“I do so hate disappoint ye, lass, but Carmen made life for herself, her minister, and for a time for her sister Mary Margaret as miserable as she could.”
“But why?”
“I don’t think Carmen was happy in the end with her staid fellow, or the simple life he gave her, and blamed her sister for stealing m’grandfather from under her nose.”
“Oh, but that is too bad of her. Of all the ungrateful, horrid—” Bess started.
He laughed. “Which ends in a moral somewhere if ye want to look.”
“Which moral?” Bess smiled.
“The one about mindin’ one’s business,” he answered glibly.
“Oh!” Bess laughed in spite of herself and said, “How can you say so, you odious man? If Mary Margaret had not helped, or tried to, she and your grandfather would not have made a match of it, and Carmen would still have been unhappy dreaming of a life with her minister. Seems to me it was Carmen with the problem and Mary Margaret that had her head on straight.”
He smiled and touched her nose before he could stop himself. “Wise little lass, and when ye talk like so, ye do so remind me of m’very own dear grams. Aye, ye do, for it was precisely what she concluded when she had told me her story.”
“Tell me more about Mary Margaret,” Bess said, satisfied with this.
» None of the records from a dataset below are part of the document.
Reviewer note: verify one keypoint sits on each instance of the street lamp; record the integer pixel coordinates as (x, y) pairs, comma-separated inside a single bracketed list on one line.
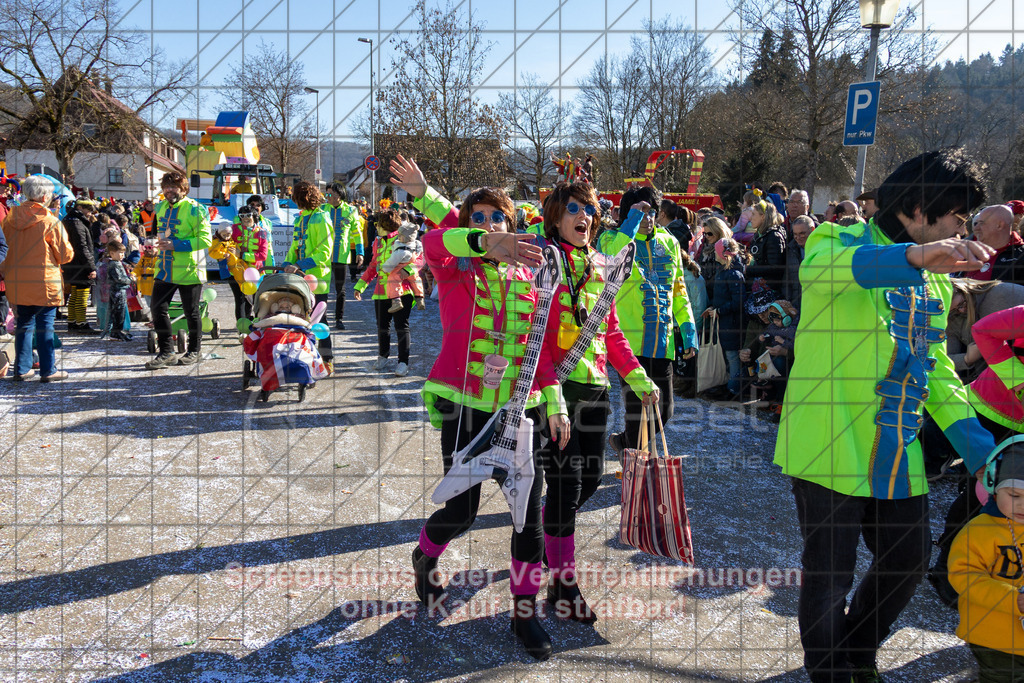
[(320, 169), (875, 14), (373, 174)]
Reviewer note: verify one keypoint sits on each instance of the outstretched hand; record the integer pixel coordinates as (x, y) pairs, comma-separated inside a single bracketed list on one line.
[(407, 175), (513, 248), (952, 255)]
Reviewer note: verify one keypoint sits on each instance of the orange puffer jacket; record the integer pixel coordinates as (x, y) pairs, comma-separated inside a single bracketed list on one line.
[(37, 246)]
He laughed and took her hand. Why did he feel like a boy? A charge too thrilling to endure shot up his arm, through his heart, and into his lungs, stealing his breath. Air, he needed air.
He managed to say, “Not today. Yer father, is, I am certain, wondering what I have done with his daughter.” He led her to the library door, where he immediately dropped her hand and edged her before him. “In with ye, lass,” he said softly.
Their eyes locked, and he realized he wanted to remain alone with her, wanted to have her speak only to him, look only at him. What was wrong with him? He was being fanciful, and he was not a fanciful man.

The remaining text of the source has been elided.